Veniamo dunque al verso iniziale che parrebbe contraddire quanto finora detto: Nessuno riesce ad ottenere la perfezione mediante operazioni difficili e noiose; ma la perfezione si può acquistare facilmente tramite la soddisfazione di tutti i desideri
L’era in cui viviamo è detta Kali Yuga dalla visione hindu del mondo, che alterna ciclicamente ere, o yuga, che principiano da età dell’oro, come il Satya Yuga, in cui il genere umano è governato dalla verità, a fasi di declino spirituale, che terminano nell’ultima era detta appunto Kali Yuga, epoca caratterizzata dell’ignoranza spirituale, dai falsi dei o dall’ateismo e dalle guerre. Il sistema indicato dai vari tantra, testi appartenenti non ad un’unica tradizione, sottolineano come in quest’era, che rende difficile la maturazione spirituale, siano necessarie misure drastiche per risvegliare la coscienza, misure rivelate dai metodi tantrici tramite culti apparentemente trasgressivi, proibiti, in cui il tantrika, per accedere alla natura della divinità, che è il suo stesso corpo, utilizza mezzi come: alcohol, droghe, carni rosse ed una sessualità libera da vincoli morali. Tutto ciò non è un gratuito lascivismo, ma la profonda consapevolezza di come la coscienza illuminata si renda facilmente contattabile in situazioni estreme, come quest’era richiede.
Non vi è nulla da scartare nell’esistenza.
L’ano è considerato il punto più importante del corpo umano dai taoisti. L’azione del generare che risiede alla basa del corpo, nella zona genitale, quella terra così inesplorata per volere delle religioni repressive, l’11° tattva, concede l’accesso al divino tanto quanto ogni altro senso. Ogni funzione umana rivela un isomorfismo tra Uomo e Dio, per il tantrika ogni parte del corpo è permeata da forze sovrannaturali o in altri termini forze tramite le quali l’ego sfiora la possibilità di dissolversi nel Sé. Beatitudine e realizzazione sono condizioni bramate da ogni essere umano, poiché questa è la nostra natura più profonda.
Il senso del generare, l’11° tattva, ci invita a sperimentare il divino attraverso lo stesso canale che dà la vita. Energia maschie ed energia femminile danzano nello spazio sacro dell’11° tattva, generando e tenendo in vita l’universo, attraverso i figli, i fiori, gli animali, e tutto ciò che l’occhio umano percepisce, comprensivo di ciò che non può essere visto. La facoltà di generare è meravigliosa potenza, in essa la coscienza si espande fino alle microesplosioni orgasmiche.
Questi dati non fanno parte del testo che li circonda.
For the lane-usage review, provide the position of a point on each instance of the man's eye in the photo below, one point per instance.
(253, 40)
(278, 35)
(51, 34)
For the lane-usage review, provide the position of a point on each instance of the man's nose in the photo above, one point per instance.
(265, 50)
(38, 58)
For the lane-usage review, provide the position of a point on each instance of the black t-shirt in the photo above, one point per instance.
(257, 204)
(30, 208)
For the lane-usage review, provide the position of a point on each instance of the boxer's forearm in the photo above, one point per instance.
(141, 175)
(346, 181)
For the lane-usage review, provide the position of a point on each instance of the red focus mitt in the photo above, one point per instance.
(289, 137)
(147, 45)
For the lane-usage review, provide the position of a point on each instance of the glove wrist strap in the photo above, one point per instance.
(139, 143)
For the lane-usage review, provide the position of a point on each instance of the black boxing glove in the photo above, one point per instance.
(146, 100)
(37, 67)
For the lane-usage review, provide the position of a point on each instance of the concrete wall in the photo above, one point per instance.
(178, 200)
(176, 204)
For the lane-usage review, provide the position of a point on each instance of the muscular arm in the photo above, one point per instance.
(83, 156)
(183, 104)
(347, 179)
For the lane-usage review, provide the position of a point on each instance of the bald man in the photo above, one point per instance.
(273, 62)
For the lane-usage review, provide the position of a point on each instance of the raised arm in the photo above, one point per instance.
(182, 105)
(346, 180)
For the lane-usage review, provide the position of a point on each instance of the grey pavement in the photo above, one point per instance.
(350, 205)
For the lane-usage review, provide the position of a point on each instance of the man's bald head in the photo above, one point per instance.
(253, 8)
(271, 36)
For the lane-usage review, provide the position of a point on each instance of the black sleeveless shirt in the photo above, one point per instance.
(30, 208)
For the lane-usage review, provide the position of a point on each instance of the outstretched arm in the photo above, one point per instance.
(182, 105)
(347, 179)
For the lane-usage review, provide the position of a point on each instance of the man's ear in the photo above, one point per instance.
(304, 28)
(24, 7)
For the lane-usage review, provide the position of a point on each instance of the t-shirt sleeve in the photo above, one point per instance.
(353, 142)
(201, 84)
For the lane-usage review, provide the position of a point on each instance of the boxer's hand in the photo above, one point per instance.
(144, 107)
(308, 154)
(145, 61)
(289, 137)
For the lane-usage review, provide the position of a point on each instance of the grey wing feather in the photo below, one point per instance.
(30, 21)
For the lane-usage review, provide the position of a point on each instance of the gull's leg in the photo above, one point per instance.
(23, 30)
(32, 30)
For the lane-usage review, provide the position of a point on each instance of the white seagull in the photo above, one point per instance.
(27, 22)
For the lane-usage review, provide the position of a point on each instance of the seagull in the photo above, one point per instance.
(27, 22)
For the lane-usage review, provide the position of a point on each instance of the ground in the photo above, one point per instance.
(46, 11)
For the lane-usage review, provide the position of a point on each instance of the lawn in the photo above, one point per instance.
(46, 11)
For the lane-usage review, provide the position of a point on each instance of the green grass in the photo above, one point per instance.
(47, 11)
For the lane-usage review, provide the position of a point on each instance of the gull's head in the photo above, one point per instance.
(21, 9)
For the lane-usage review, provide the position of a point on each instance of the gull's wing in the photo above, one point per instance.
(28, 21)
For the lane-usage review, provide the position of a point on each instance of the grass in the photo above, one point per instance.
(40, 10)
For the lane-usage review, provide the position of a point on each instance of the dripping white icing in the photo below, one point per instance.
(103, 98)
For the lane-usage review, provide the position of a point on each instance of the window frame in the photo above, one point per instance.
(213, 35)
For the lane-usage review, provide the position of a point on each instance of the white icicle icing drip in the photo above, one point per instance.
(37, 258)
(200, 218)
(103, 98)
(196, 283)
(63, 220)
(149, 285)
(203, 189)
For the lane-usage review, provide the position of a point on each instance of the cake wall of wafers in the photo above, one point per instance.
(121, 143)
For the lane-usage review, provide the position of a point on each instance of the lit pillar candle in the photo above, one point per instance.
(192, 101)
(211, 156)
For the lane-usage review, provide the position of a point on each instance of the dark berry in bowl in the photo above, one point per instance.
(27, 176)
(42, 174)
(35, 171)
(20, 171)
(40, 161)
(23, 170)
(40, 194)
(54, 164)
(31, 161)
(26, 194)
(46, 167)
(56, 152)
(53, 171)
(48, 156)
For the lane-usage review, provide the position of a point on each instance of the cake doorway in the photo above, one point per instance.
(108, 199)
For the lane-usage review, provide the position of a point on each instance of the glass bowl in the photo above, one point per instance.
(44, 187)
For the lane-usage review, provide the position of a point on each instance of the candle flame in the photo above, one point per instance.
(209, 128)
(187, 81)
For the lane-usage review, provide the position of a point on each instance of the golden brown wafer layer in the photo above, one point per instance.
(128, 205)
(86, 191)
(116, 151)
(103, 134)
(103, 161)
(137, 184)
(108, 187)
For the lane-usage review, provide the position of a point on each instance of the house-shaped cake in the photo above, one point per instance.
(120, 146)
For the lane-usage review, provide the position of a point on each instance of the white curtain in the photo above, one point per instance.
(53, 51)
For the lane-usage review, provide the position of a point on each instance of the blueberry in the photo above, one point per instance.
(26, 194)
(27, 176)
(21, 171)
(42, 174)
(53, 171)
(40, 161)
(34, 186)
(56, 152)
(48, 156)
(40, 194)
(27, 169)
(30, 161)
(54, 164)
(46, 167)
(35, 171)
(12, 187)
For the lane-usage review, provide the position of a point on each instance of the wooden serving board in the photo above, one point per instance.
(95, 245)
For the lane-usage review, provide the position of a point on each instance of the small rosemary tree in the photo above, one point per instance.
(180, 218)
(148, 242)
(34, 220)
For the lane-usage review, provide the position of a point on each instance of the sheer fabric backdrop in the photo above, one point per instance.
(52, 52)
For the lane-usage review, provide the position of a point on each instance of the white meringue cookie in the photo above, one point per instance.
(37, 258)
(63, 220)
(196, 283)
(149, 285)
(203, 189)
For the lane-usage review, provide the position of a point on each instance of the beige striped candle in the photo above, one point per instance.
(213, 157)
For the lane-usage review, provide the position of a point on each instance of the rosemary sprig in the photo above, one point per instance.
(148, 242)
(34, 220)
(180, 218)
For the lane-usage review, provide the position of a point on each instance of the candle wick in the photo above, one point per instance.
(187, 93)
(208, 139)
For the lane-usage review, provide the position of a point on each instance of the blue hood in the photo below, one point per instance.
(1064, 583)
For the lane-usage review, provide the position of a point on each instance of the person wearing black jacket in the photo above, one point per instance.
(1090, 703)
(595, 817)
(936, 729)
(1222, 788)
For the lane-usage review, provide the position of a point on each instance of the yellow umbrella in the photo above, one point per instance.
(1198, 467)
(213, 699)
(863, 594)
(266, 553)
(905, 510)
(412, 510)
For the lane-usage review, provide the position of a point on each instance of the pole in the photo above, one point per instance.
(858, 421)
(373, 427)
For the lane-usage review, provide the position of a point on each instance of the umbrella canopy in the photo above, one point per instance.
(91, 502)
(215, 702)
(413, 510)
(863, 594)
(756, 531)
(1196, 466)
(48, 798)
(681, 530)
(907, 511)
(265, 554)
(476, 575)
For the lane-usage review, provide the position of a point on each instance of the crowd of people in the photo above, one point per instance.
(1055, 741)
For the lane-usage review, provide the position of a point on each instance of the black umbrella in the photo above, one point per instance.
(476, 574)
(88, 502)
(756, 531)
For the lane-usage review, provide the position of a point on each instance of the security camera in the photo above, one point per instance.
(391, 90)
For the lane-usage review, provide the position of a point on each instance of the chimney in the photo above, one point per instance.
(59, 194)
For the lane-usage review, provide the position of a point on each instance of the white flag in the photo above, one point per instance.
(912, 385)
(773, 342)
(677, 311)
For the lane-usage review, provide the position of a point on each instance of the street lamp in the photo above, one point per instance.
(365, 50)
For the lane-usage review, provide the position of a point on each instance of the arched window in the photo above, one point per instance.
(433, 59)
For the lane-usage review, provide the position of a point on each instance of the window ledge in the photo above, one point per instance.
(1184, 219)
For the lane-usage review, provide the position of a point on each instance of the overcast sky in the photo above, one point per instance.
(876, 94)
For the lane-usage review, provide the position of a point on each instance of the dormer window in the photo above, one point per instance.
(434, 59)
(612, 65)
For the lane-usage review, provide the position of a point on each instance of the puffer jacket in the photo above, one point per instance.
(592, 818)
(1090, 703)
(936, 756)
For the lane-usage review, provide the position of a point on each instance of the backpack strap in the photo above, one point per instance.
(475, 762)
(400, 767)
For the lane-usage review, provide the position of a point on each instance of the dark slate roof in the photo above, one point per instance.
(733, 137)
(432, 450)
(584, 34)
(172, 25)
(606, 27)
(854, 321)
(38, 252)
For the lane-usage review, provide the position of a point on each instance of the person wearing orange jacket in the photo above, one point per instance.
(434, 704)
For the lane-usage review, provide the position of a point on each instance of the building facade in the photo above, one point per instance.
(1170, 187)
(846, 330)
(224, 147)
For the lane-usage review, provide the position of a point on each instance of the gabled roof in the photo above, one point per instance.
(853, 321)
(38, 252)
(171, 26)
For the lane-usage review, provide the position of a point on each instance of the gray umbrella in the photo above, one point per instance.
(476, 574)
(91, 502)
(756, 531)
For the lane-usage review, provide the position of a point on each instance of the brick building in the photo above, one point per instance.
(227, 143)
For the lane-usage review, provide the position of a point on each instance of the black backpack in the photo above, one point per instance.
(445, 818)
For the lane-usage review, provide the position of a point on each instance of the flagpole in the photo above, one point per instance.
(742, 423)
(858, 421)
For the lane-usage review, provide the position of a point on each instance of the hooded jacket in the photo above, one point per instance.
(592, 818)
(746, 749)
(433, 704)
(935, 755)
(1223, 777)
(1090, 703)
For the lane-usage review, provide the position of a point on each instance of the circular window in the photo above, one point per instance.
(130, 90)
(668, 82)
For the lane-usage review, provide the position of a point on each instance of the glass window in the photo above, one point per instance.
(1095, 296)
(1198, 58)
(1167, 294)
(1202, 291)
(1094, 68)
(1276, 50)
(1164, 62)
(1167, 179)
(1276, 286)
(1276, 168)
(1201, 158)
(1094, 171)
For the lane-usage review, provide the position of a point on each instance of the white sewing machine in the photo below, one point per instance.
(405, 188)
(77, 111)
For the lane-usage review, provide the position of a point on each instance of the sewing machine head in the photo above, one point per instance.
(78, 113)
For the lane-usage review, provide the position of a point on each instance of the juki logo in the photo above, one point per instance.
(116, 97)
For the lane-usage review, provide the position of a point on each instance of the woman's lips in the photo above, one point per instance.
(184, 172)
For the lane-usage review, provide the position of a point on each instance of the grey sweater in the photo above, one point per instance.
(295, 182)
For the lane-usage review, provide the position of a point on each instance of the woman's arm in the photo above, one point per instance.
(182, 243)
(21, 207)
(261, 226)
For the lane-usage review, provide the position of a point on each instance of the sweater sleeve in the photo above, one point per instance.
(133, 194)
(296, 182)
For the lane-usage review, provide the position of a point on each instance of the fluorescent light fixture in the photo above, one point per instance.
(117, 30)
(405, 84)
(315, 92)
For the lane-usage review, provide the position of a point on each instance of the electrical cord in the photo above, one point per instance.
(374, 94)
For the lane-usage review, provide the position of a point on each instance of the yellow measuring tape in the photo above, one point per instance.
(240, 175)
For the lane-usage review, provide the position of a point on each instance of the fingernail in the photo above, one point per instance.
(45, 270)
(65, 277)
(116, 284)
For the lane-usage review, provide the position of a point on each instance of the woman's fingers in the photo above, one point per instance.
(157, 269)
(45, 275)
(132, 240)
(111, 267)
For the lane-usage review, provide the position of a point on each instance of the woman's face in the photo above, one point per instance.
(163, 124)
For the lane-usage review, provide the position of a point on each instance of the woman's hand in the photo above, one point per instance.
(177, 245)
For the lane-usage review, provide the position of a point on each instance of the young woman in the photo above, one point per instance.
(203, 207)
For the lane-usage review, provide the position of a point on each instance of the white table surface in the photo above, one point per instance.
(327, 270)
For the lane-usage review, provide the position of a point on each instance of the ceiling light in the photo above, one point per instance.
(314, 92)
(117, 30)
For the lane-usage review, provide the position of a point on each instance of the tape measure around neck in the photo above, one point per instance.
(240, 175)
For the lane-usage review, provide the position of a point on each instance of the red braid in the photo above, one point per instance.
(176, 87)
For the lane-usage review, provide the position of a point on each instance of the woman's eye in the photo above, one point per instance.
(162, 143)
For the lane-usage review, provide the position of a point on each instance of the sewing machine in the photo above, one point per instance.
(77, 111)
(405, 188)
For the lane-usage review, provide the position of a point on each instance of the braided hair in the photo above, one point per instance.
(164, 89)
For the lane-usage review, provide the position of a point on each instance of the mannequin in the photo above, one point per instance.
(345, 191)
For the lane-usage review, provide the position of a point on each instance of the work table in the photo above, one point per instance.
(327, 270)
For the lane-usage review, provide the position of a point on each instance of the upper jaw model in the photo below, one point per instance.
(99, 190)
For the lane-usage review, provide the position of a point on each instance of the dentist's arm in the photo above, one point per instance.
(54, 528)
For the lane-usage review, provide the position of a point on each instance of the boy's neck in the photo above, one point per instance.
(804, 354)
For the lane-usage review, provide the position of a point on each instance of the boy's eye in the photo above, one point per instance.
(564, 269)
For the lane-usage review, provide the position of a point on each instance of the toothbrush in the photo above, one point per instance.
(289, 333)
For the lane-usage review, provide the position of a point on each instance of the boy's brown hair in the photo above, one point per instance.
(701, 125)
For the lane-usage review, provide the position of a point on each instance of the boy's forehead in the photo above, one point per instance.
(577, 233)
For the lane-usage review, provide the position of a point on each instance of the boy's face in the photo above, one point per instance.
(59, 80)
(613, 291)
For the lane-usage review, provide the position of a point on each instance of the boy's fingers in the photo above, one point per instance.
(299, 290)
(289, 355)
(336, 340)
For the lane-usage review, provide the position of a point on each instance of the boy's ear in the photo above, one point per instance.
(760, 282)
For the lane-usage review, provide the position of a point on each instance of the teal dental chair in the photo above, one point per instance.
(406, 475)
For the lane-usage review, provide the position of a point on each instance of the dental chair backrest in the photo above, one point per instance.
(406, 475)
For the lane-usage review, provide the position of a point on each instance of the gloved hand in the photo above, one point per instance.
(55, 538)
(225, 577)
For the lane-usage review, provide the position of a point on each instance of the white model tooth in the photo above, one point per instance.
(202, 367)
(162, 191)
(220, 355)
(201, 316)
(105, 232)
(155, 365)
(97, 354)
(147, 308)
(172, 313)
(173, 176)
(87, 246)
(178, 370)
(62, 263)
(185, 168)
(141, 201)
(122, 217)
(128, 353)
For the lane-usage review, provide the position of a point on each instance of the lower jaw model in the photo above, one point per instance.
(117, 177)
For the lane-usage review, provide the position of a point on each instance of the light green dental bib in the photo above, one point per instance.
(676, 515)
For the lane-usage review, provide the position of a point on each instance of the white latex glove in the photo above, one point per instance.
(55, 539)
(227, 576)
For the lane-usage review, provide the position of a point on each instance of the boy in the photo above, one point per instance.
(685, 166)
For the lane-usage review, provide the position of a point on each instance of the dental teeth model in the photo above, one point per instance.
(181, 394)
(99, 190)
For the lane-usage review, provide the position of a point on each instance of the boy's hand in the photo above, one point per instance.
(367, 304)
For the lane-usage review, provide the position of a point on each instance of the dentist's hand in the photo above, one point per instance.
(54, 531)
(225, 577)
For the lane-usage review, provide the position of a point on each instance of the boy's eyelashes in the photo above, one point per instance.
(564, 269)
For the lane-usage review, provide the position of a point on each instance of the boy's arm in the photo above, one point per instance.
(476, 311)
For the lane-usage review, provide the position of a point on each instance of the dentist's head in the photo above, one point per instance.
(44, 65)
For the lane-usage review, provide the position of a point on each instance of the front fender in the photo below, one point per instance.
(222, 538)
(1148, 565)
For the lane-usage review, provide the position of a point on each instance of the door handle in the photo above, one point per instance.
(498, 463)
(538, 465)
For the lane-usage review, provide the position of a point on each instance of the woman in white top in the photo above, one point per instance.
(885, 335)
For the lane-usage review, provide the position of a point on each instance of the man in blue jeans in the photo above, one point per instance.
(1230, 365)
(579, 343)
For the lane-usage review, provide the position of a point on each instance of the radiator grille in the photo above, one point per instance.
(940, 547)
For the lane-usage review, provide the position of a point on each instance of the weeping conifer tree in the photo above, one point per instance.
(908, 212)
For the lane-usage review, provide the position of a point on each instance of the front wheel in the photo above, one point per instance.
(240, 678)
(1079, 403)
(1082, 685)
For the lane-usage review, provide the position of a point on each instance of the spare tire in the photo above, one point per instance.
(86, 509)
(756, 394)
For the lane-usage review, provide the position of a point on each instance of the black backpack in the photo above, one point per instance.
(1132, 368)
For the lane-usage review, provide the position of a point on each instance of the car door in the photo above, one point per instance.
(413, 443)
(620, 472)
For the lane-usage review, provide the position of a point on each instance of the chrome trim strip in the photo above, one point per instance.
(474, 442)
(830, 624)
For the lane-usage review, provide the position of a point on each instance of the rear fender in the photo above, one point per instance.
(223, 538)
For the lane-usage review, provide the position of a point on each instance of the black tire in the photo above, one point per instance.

Espellere dagli organi genitali, come assorbire da essi testimonia, quanto l’immissione e l’emissione del respiro, la vita; poiché la vita è un eterno generare che si manifesta nella pura presenza al di là del tempo e dello spazio.
Quando la pelle di due corpi si fonde nel contatto profondo, ogni cellula viene invitata ad aprirsi ed ogni parte del corpo può godere, quanto i genitali, del profumo della vita. In qual momento l’ego si dissolve nella pura coscienza, risvegliata e liberata dagli stessi sensi.